Néanmoins, la pauvreté, le sous-emploi et les spéculations commerciales continuent à porter des coups rudes aux populations. Une part de colère est donc légitime, dans un tel contexte. Pour autant, cela doit-il ou peut-il être le seul moteur de l’action politique ?
Il est loisible de noter ou d’observer que l’absence de propositions et/ou le mutisme sur les véritables problèmes se posant au pays, sont les positions les mieux partagées sur la scène politique. Critiquer, vitupérer, enfoncer des portes ouvertes en dénonçant tout et rien, sont devenus les principales activités de notre classe politique.
De Yoonu yokuté au Pse, toutes les politiques publiques mises en application depuis 2012, offrent des solutions pour le présent et le futur immédiat du pays. Sont-elles les meilleures ou les plus pertinentes ? Elles valent ce qu’elles valent, mais ont l’avantage de proposer des perspectives et un avenir. En face, il n’y a presque rien, plutôt des dénonciations, constatations sur les attentes ou les insatisfactions des populations. Ni propositions, ni programmes chiffrés et documentés sur les problèmes du pays et son devenir. Tout au plus, certains proposent-ils de raser gratis, ouvrir des bûchers ou dresser des potences, comme si l’on devait rééditer la Révolution Française de 1789 ou celle d’octobre 1917 en Russie !
L’éducation et l’école ne peuvent continuer sous le même format et les mêmes déclinaisons de la maternelle au supérieur, car les temps ont changé entre l’école que proposait Senghor en 1960 et notre époque, où les Tics ont tout bouleversé avec leur civilisation du digital et de la connectivité. L’emploi (des jeunes mais pas seulement) exige des réponses adaptées à notre situation : une démographie positive, une vie professionnelle allongée, avec la retraite à 60 ans, dans un contexte où les progrès de la science et de la technique détruisent des emplois dans tous les secteurs, du fait de l’automatisation et de la robotisation.
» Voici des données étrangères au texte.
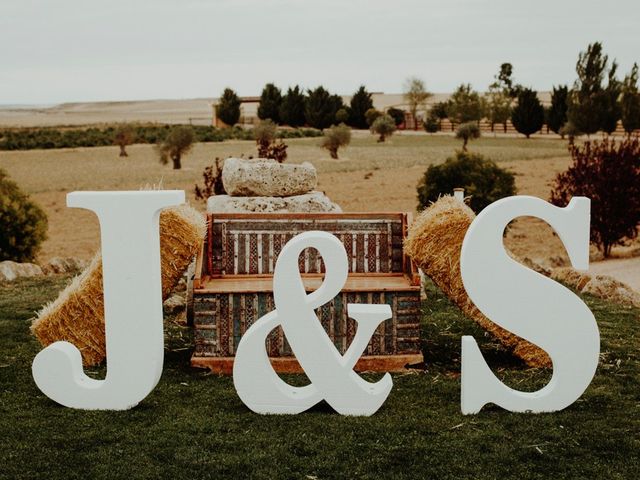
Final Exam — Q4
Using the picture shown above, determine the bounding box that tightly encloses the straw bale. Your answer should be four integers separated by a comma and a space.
404, 196, 551, 367
31, 205, 206, 365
Le rôle et la place de l’industrie, l’agriculture et les ressources nationales dans l’élaboration d’un futur pour le pays, sont des questionnements incontournables. L’avancée du désert, l’érosion de nos côtes maritimes, la rareté des ressources halieutiques, la protection de la nature et de notre biodiversité, tous ces sujets nous interpellent. Toutes ces questions me paraissent plus vitales pour notre pays, que les algarades et les jeux de matamores que l’on observe dans cette période de pré-campagne pour les élections locales.
Sur ce registre d’ailleurs, tous les candidats à la conquête des Villes ou départements ne rivalisent que sur un registre : celui consistant à dire les choses les plus épouvantables contre leurs adversaires. Mais, nul n’offre un programme pour améliorer le cadre de vie d’une cité, ou ne s’aventure à afficher des ambitions, pour faire de la Ville ou du département qu’il veut diriger, une métropole de dimension mondiale ou d’en faire le département le plus riche du pays.
Senghor rêvait de faire du Sénégal, une Grèce noire. Wade, lui, ambitionnait de transformer le pays en lion économique. Ils savaient nous faire rêver et nous promettaient un horizon mythique. Macky Sall, par l’émergence, nous conduit depuis 10 ans en accélérant la cadence dans ce nouveau monde, où tout est à inventer. Et pourtant, la classe politique ne nous offre que des combats de gladiateurs.